Remo ignored Popcorn's howling laughter as he searched his pockets for a match. He discovered he had no pockets, and of course there was no match either.

And Popcorn kept laughing as if Remo's innocence was the funniest thing on death row.

Chapter 4

For Remo Williams, convicted murderer, his first day at Florida State Prison was not much different than all the days he could remember at Trenton State Prison. The guards came around for the ten o'clock head count. Lunch was served at twelve-thirty. Remo's food tray was placed on the shelflike slot in his cell door. It was meatloaf stew. He smelled it, and although he felt hungry, he returned the tray to the slot. By the time the guard came back to retrieve it an hour later, the surface had congealed into cold grease.

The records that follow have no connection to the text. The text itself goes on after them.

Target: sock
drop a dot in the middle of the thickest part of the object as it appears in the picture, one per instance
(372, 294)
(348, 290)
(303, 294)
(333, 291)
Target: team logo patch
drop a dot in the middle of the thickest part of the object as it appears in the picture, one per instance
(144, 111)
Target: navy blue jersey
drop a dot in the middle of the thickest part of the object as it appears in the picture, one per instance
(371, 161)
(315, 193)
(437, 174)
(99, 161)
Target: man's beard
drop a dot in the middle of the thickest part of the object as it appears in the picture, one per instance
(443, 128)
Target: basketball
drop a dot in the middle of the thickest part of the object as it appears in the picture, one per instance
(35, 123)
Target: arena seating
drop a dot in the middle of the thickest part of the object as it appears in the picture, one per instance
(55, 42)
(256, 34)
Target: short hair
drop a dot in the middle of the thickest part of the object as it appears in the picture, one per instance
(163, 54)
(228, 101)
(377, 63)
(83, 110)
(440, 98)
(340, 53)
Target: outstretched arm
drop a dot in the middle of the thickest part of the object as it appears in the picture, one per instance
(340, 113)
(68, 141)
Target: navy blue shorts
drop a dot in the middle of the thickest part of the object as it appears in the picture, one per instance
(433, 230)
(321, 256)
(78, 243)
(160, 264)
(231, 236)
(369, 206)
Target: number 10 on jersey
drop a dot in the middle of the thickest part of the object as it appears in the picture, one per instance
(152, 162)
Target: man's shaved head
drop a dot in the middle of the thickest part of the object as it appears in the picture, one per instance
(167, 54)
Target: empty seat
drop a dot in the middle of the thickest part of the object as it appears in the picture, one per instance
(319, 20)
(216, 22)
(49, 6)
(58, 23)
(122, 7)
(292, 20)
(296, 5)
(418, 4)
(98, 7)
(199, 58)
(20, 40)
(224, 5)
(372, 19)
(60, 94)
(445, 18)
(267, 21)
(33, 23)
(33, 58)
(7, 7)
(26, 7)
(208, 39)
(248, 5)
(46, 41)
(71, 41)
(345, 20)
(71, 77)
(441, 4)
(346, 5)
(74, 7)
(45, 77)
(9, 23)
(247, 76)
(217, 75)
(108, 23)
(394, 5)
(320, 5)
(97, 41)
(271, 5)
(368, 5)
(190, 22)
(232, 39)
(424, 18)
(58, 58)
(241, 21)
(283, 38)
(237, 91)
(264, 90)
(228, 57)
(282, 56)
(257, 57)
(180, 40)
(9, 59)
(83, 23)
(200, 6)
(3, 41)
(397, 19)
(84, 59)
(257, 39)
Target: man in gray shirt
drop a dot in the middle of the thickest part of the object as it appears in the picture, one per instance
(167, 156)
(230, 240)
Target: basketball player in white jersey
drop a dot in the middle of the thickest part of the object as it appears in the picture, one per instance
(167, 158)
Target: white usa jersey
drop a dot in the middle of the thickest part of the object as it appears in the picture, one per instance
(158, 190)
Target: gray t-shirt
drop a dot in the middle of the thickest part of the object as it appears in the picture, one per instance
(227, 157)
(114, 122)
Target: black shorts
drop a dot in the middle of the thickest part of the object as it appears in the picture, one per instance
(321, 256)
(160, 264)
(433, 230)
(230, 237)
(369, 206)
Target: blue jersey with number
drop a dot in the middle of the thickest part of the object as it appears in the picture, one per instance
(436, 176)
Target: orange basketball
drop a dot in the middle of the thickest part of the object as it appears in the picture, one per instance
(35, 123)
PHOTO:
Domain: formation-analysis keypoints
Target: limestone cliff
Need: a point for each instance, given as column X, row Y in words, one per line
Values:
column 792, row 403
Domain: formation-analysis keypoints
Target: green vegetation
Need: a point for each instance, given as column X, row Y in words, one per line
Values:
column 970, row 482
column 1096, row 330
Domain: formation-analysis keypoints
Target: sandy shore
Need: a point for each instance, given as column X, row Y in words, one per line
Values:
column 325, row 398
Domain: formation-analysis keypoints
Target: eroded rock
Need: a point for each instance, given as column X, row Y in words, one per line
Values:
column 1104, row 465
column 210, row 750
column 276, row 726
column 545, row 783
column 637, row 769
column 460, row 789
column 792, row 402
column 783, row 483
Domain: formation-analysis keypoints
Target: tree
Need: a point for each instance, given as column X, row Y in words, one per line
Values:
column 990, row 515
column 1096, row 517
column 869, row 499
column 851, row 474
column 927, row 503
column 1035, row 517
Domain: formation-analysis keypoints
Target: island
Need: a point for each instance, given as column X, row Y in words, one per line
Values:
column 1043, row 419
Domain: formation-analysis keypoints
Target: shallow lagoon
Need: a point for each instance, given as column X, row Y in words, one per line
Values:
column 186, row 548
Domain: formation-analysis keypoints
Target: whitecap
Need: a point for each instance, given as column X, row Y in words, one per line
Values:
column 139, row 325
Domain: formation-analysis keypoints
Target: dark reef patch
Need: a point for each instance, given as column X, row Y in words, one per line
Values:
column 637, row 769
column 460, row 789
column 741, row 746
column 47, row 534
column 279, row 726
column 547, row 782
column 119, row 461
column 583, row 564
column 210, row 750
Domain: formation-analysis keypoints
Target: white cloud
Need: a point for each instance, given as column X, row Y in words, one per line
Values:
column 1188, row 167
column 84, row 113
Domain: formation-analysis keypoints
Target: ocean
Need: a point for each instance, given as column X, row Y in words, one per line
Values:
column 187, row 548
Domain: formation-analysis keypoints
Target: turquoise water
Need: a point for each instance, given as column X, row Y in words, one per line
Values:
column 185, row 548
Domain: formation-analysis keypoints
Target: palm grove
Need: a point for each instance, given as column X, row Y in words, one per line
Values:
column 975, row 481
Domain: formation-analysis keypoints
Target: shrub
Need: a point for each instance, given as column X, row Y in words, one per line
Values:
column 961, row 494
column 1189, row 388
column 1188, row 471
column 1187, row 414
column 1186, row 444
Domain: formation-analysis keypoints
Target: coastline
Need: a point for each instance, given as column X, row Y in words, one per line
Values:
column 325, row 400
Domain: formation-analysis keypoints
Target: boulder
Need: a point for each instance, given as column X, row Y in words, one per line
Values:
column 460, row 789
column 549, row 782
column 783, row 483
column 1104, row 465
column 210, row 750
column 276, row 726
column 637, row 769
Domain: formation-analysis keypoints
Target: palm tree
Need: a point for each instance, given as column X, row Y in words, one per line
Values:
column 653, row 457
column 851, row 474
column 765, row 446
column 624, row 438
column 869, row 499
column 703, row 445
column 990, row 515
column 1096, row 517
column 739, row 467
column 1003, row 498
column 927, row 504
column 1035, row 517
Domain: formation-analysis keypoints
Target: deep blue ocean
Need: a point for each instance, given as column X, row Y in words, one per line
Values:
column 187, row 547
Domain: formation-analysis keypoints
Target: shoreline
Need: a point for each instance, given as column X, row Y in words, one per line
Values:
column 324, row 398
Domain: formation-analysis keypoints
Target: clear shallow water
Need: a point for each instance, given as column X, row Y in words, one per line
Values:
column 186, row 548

There was another head count at three in the afternoon, and again at eight. Lights-out came at the stroke of eleven, and a final bed check came twenty minutes later as a lone guard strolled down the line, pausing to turn his big D-cell flashlight on each cell. Once he called to a con to uncover his head. Only then did the beam pause for a moment; then its on-and-off activity continued.

The light came on in Remo's eyes and he turned over. The guard went on, repeated his ritual at Popcorn's cell, and then clumped away, his going punctuated by the diminishing loudness of the door buzzers as they closed in succession.

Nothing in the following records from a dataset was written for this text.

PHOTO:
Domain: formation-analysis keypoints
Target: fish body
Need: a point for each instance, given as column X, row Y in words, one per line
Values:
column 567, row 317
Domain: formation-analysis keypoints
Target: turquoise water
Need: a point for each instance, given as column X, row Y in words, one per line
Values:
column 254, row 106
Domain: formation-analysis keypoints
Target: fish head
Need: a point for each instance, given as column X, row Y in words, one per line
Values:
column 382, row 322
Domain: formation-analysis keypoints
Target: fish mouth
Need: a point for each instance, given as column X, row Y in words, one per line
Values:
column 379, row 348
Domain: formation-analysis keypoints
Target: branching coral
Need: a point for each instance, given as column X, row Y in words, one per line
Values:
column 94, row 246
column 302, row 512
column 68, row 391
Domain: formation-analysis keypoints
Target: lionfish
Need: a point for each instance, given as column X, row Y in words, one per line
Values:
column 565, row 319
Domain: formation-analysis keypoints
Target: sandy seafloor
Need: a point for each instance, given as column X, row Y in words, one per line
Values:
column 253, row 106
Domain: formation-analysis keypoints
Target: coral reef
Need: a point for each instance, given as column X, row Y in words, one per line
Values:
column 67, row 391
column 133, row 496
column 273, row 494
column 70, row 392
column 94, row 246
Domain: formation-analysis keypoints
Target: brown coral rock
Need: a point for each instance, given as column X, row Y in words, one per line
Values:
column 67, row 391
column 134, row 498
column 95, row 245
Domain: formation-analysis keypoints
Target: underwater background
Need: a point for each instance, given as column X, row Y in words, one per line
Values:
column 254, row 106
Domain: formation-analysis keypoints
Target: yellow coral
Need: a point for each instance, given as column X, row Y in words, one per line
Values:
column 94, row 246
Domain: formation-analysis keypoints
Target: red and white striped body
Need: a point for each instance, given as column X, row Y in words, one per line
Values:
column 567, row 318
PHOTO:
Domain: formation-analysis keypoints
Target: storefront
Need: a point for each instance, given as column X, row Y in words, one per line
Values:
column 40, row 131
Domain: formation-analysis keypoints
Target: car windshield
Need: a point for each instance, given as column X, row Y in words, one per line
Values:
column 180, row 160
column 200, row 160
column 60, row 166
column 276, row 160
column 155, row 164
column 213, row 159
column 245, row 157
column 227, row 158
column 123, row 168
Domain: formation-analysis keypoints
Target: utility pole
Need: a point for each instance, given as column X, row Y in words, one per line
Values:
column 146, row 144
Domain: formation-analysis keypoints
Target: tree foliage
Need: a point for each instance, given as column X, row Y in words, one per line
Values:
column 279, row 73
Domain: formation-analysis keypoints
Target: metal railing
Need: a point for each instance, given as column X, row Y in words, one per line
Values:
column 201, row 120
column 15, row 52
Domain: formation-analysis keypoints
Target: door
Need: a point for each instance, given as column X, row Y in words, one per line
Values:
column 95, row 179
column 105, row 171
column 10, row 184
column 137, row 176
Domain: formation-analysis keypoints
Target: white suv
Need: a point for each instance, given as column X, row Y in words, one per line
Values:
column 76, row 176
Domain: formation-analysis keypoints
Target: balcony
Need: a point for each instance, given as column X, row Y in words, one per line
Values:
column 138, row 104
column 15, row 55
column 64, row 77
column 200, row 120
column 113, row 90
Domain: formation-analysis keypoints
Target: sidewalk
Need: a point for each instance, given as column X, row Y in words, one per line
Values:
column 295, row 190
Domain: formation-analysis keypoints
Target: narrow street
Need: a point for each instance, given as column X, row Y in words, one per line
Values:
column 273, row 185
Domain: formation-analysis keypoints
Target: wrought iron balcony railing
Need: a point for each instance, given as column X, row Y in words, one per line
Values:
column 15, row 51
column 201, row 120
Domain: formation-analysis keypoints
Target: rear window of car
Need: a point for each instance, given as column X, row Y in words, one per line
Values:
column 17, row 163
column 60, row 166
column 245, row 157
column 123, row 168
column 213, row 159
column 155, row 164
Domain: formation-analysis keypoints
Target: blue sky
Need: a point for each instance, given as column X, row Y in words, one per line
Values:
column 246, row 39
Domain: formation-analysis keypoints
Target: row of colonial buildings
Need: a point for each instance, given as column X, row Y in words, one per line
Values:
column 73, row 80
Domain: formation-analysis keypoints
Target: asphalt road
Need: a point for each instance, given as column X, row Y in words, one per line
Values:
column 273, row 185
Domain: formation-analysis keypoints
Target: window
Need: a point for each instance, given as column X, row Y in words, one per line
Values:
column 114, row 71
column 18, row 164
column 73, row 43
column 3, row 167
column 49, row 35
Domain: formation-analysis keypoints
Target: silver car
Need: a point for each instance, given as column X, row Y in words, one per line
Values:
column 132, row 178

Remo stared at the flat blackness of his cell's outer wall, wondering if the nights here would be as bad as those in Trenton.

They were.

Distantly a voice called out, "Beam me up, Scotty," and Remo almost laughed. Except that the forlorn tone of the man's voice dampened the laughter. He had not been joking. In fact, he launched into an extended one-man performance of an imaginary Star Trek episode, playing in turn the parts of Captain Kirk, Spock, Scotty, McCoy, and even, in a ridiculous falsetto voice, Uhura.

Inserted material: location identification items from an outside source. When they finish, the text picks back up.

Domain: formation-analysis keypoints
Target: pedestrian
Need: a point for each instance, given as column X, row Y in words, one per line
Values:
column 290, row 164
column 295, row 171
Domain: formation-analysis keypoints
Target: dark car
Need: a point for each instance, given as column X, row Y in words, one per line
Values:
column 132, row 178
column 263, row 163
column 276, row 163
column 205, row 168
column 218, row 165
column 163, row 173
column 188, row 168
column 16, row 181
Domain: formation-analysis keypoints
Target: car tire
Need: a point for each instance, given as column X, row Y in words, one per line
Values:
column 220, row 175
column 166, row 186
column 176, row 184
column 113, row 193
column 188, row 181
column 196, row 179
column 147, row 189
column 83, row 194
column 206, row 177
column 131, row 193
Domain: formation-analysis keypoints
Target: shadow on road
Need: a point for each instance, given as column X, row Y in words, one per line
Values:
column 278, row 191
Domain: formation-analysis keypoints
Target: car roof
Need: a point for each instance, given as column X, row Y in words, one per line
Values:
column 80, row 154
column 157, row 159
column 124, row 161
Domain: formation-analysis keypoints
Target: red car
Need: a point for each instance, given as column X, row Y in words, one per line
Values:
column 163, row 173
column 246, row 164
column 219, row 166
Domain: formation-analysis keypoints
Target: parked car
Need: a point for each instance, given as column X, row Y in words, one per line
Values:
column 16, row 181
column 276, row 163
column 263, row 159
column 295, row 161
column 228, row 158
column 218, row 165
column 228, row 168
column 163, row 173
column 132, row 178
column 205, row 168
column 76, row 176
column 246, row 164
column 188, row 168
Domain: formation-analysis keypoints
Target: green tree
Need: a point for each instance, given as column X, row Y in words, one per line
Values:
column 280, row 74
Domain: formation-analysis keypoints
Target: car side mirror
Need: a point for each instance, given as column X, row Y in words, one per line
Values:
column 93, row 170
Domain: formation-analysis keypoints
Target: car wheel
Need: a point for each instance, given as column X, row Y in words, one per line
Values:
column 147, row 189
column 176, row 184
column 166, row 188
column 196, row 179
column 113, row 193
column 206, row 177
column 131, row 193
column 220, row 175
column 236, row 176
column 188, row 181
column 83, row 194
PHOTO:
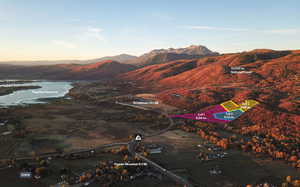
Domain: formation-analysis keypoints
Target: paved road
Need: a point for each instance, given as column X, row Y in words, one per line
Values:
column 131, row 148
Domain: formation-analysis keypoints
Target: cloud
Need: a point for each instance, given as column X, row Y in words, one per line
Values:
column 283, row 31
column 93, row 32
column 271, row 31
column 64, row 44
column 216, row 28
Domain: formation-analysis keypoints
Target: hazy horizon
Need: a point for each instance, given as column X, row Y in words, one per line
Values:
column 68, row 30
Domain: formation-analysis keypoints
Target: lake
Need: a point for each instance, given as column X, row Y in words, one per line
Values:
column 49, row 89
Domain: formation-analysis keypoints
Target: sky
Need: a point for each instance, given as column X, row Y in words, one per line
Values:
column 86, row 29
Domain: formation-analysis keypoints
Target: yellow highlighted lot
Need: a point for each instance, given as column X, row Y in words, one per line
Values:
column 247, row 104
column 230, row 106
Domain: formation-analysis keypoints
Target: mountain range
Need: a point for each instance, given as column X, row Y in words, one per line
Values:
column 153, row 57
column 159, row 56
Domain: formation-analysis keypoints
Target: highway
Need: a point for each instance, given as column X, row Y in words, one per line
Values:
column 131, row 145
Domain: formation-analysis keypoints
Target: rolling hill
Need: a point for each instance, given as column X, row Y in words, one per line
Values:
column 159, row 56
column 270, row 77
column 107, row 69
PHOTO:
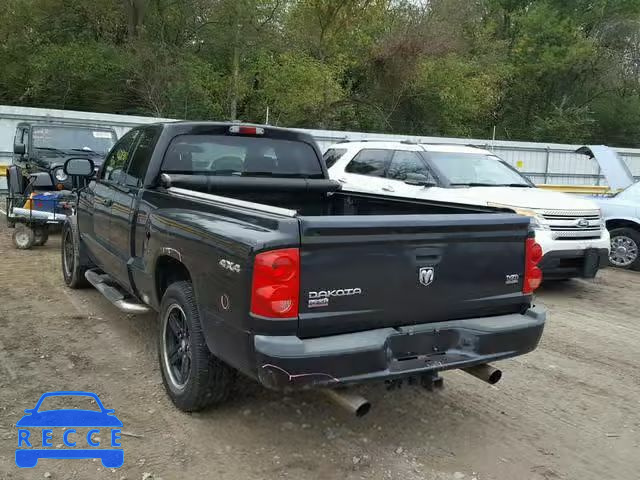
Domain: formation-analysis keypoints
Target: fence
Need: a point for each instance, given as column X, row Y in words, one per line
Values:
column 542, row 163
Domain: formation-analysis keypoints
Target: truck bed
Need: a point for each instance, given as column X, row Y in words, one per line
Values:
column 382, row 262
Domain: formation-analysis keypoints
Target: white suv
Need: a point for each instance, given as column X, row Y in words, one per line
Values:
column 570, row 229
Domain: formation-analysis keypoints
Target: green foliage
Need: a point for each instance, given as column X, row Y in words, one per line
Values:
column 548, row 70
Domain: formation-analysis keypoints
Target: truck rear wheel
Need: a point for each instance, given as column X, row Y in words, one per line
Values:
column 73, row 267
column 192, row 376
column 625, row 248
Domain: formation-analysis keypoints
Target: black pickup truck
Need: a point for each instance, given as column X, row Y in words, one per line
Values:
column 257, row 263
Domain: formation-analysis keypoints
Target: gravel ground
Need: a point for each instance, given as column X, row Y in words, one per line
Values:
column 569, row 410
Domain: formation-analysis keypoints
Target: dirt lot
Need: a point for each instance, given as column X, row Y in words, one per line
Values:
column 570, row 410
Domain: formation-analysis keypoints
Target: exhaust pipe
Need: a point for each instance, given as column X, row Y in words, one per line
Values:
column 485, row 372
column 355, row 404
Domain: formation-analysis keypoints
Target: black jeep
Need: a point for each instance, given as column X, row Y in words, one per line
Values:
column 39, row 189
column 43, row 148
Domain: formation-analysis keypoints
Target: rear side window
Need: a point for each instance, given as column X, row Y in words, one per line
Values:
column 241, row 156
column 370, row 162
column 332, row 155
column 405, row 162
column 118, row 159
column 141, row 156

"Shut your hole, chump!" a bass voice warned.

"You shut your hole. Let the man be. He be entertaining us."

That last came from Popcorn. Sighing, Remo rolled out of bed.

"Does this go on every night?" he asked.

"Some nights," Popcorn told him. "That be Radar Dish. He know every Star Trek episode by heart. Says he seen 'em seventeen times each. So naturally he get to the point where he roll his own, so to speak. You shoulda heard the one he spun last Saturday. When it was over, Kirk had got hisself zapped by the Romulans and Spock took over the bridge. First thing he do is to order retreat and start ballin' Uhura. That Radar Dish, he really gets into being Spock. But he likes to put his own spin on things."

Remo sighed. Back at Trenton, there had been a con who did Dragnet impersonations all night long. His Joe Friday had been so accurate that it prompted one lifer to stick a sharpened number-nine pencil into the con's Adam's apple, with fatal results. It seemed like a long time ago now. Remo couldn't even remember either man's name.

Finally the talking aloud, the sobbing, and the groaning tapered off and silence descended over the humid darkness of death row.

Remo slept.

In his sleep, he dreamed.

And in his dream, he was free.

Remo dreamed that he was riding an elevator to the penthouse of a high-rise apartment building. He saw himself framed in the gold-wallpapered elevator cage, as if having an out-of-body experience. One hand was in his pocket and the other hung at his side, fingers snapping impatiently.

The elevator doors slid open and he started to step from the cage. He hesitated momentarily. The gleam that came into his eyes was short-lived. Then, casually taking the hand from his pocket, he stepped out into the corridor. He whistled.